Underground Airlines

I stood outside the community center at dusk with my hat tilted back, taking in the building, scratching my head, and I knew exactly what I looked like: I looked like a gardener. Albie the lawn man at the end of the day. Maybe trying to puzzle out the location of the hose connection, maybe going back to pull out this one particular dead rosebush the boss man said to be sure to pull. I had gloves on, tight latex, thin as skin. I walked down the hedge-flanked walkway with a workingman’s purpose, peered in the windows, and tested the handles.

I hummed and whistled and crouched and took a sounding of that big brass front-door lock, running my fingers gently across its surface, feeling for nicks and scratches that would show that someone else had been here before me. My humming built its way up to a crescendo as I opened my slim black case and found the right rake and the right tension bar and stuck them in there and wiggled and poked at the lock’s invisible insides. As I tested that hardware-store lock I considered which way I would run if this turned out to be the moment when I ran. Highway overpass was one mile west. I would move as fast as I could without running. Chuck the lock-pick kit into the bushes, peel off Albie’s uniform, stuff it into a garbage can, and head away on foot, due west on 38th Street. One mile, then I would hustle up the on-ramp on foot and flag down a car and get myself gone.

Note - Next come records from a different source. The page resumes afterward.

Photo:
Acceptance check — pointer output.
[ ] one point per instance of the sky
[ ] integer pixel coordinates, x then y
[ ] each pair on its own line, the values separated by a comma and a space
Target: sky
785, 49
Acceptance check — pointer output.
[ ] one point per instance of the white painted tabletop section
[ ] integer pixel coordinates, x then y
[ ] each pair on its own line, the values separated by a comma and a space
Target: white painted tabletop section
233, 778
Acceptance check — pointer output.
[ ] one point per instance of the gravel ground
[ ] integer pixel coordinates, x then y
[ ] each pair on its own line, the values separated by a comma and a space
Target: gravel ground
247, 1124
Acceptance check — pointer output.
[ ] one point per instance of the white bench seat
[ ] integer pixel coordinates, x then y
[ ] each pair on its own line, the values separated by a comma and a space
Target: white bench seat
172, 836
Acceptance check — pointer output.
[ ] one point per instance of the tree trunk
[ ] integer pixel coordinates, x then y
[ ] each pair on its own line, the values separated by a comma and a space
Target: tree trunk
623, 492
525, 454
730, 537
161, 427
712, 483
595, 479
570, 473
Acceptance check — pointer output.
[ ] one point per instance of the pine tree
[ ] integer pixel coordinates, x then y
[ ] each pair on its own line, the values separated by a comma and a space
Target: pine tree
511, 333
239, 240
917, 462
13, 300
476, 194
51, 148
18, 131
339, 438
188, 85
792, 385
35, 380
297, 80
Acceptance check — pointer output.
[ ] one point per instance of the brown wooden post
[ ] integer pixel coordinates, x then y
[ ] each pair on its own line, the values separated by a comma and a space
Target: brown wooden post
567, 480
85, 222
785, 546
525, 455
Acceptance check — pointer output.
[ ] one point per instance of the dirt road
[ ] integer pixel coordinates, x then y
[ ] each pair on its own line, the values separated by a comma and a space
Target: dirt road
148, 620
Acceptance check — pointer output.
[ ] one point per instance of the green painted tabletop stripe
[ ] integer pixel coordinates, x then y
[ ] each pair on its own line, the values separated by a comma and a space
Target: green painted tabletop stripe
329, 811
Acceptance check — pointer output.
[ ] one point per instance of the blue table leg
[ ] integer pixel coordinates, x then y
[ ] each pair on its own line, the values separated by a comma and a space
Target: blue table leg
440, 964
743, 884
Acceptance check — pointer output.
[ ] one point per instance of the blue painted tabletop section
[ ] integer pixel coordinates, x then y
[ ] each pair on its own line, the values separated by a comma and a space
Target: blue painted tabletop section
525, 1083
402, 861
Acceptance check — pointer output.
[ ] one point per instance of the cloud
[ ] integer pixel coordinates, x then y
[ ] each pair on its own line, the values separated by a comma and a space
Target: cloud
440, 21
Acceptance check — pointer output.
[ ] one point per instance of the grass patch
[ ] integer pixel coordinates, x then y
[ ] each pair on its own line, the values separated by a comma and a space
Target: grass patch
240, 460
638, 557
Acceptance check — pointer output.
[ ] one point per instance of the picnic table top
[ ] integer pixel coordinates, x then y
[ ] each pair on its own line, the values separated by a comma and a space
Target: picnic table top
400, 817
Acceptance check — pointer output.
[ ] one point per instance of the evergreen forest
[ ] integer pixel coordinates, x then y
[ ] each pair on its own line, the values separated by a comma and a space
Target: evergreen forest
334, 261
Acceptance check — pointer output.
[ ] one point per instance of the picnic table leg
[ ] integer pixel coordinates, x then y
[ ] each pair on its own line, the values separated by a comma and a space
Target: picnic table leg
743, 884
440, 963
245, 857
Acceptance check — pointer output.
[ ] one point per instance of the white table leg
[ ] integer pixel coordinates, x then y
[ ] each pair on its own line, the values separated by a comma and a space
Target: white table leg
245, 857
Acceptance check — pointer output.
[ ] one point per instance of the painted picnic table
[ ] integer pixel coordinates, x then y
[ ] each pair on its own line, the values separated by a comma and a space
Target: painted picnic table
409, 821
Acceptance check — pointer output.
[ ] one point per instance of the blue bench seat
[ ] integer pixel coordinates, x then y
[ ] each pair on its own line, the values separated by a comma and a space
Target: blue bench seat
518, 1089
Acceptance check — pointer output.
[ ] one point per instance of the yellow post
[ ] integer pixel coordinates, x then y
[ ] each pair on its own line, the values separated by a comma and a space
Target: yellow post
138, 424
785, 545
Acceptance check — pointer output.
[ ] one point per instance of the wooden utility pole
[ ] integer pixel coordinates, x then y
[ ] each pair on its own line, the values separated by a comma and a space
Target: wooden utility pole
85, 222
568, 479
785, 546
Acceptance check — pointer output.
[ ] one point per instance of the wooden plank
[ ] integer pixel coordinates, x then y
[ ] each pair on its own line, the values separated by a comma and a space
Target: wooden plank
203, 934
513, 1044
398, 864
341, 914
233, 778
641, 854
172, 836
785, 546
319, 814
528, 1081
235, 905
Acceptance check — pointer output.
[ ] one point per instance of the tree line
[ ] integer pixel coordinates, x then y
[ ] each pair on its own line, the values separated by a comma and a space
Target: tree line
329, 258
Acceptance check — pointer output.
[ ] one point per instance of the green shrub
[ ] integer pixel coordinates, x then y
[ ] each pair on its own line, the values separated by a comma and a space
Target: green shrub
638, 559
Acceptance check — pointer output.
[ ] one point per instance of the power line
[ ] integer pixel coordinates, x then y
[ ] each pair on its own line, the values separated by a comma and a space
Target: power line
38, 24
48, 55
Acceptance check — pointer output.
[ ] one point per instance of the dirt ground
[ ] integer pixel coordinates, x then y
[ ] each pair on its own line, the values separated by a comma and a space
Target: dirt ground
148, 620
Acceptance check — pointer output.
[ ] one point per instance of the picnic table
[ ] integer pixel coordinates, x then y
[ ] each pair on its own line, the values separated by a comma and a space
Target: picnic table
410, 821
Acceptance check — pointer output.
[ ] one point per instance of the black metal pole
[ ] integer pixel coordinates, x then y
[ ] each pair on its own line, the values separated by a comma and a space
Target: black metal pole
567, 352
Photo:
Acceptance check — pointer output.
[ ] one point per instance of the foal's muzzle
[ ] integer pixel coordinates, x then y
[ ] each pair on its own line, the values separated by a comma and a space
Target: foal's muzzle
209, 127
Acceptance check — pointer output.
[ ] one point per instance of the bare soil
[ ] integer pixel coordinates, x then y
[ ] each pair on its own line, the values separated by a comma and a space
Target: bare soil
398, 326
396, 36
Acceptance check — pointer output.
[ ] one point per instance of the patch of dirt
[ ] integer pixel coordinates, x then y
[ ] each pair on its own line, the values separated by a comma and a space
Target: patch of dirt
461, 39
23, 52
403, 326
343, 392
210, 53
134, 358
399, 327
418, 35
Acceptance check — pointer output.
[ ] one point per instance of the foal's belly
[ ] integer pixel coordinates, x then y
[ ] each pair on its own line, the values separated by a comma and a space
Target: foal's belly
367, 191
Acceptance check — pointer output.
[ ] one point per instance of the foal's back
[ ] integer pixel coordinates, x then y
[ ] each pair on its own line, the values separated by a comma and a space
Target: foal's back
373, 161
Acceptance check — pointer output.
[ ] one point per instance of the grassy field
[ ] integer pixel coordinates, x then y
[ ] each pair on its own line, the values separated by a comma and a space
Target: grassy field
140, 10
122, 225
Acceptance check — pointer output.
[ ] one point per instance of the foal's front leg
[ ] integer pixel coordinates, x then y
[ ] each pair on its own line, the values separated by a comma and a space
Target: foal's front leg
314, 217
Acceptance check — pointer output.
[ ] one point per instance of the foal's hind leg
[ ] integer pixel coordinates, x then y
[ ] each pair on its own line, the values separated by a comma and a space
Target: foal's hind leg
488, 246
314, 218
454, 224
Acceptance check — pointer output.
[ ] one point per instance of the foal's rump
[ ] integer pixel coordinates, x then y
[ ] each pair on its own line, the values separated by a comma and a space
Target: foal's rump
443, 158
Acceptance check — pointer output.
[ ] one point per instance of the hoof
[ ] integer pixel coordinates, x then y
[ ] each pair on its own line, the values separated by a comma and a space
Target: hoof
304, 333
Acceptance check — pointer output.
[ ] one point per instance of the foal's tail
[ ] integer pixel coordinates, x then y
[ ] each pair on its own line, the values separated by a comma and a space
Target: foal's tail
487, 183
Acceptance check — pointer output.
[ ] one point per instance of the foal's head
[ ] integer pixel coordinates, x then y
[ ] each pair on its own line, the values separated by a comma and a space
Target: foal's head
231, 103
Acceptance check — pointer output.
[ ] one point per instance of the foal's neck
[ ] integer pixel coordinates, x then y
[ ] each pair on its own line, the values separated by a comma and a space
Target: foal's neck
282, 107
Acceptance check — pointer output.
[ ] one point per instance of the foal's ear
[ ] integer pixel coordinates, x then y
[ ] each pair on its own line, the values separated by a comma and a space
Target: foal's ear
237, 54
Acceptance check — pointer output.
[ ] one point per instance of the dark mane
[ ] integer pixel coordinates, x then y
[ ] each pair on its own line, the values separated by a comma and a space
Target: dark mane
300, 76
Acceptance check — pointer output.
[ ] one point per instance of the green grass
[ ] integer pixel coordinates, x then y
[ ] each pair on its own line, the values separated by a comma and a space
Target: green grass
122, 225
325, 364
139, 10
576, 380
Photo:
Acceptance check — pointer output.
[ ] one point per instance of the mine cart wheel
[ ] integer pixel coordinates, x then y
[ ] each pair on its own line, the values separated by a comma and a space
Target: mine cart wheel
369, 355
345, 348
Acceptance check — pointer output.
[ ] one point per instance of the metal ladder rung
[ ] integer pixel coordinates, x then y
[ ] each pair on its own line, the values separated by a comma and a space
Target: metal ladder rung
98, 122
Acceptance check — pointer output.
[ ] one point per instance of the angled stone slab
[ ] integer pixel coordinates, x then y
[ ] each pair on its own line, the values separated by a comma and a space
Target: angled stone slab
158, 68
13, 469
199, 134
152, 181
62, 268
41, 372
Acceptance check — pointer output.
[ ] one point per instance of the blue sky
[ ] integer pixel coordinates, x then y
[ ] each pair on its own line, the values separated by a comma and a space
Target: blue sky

I shooed the idea away. I always shooed it away. I wasn’t going anywhere. I was tethered tight. There was a device inside of me, right up at the place where the top of the spine meets the base of the brain. Screwed in by government doctors, sending out coordinates on me all day every day to Bridge, to whoever sits beside Bridge. Smaller than a grain of rice, that little device, or so they’d told me. Smaller than the head of a pin.

They also told me I would not feel it, but I could feel it, I always felt it, I always heard it, though it made no sound. When I was too quiet for too long I heard it singing in me: humming, taunting, burning. A hook. An anchor. A leash.

It didn’t take more than a minute to persuade the lock of Saint Anselm’s Catholic Promise to let go. I straightened up, cracked my knuckles, nodded approvingly—nice work, Albie the gardener—and nudged open the door with my foot.

I moved quickly through the empty quiet of the community center. Most of it was taken up by the one room, a big room, with a dozen beige folding chairs arranged in a circle and a coffee service set up in the back, as if for a meeting of drug addicts or drunks. I crouched down to examine one of these folding-chair seats and found no dust on it at all. I looked for gaps in wallpaper. I looked for loose tiles on the floor. I counted entrances and exits. Doing this part of a job, straight breaking and entering, covering a room, sniffing for holes and hideaways, I really was not a person. I was neither black nor white. Just action. Just work. A machine. I dropped down onto my hands and knees to feel my way across the floor.

I turned on my flashlight and pointed it one way, then another, watching the line of light pick out stains on the floor, dust balls, a couple of cigarette butts, bent like tiny broken bones. I didn’t imagine I’d be finding the PB himself in here, alone in the darkness, behind a stack of boxes or under loose floorboards. I gave smooth young Father Barton more credit than that. Although it had, at least once, been just that easy. In Buffalo once—or Burlington, or Baltimore, some northern city—the poor son of a bitch I was looking for had been in a child’s tree house in the backyard. Some foolish dilettante abolitionist, a software engineer or some other kind of workaday white man, had volunteered to serve as an attendant on the Airlines, told himself that he could hide a rabbit for six days until the man could get put on a connecting flight to Ontario.

But then this software man had gone and stuck the hapless runner in his kid’s damn tree house. I guess a secret attic was too risky. Or maybe, however righteous he was, he didn’t care for the idea of a dark-skinned stranger actually living in his house for a week.

That slave, whatever his name was, never knew what happened to him. I spotted a candy wrapper, fluttering down from that tree like a shining silver leaf, and I took pictures of him up there with a telephoto lens and put the pictures on the secure server, and Mr. Bridge made his calls. I never even got out of my car.

It wasn’t going to be that easy this time. Barton was too smart a customer to have his runaway slave squirreled away on church property.

I was looking not for a man but for information, a broken twig in the underbrush, some scar-barked tree that would turn me in his direction. And that’s what I found. I had known that I would, and I did. There was a small kitchen behind the meeting room, and in the small kitchen a small refrigerator, and hidden behind the small refrigerator was a small door. There was no point in getting my rakes and tension bars back out, not for the chintzy lock that secured that secret door. I found a paper clip on the ground, and I unfolded it and bent the edge and hummed to myself, eight bars, twelve bars, then I had that lock open, and in I went.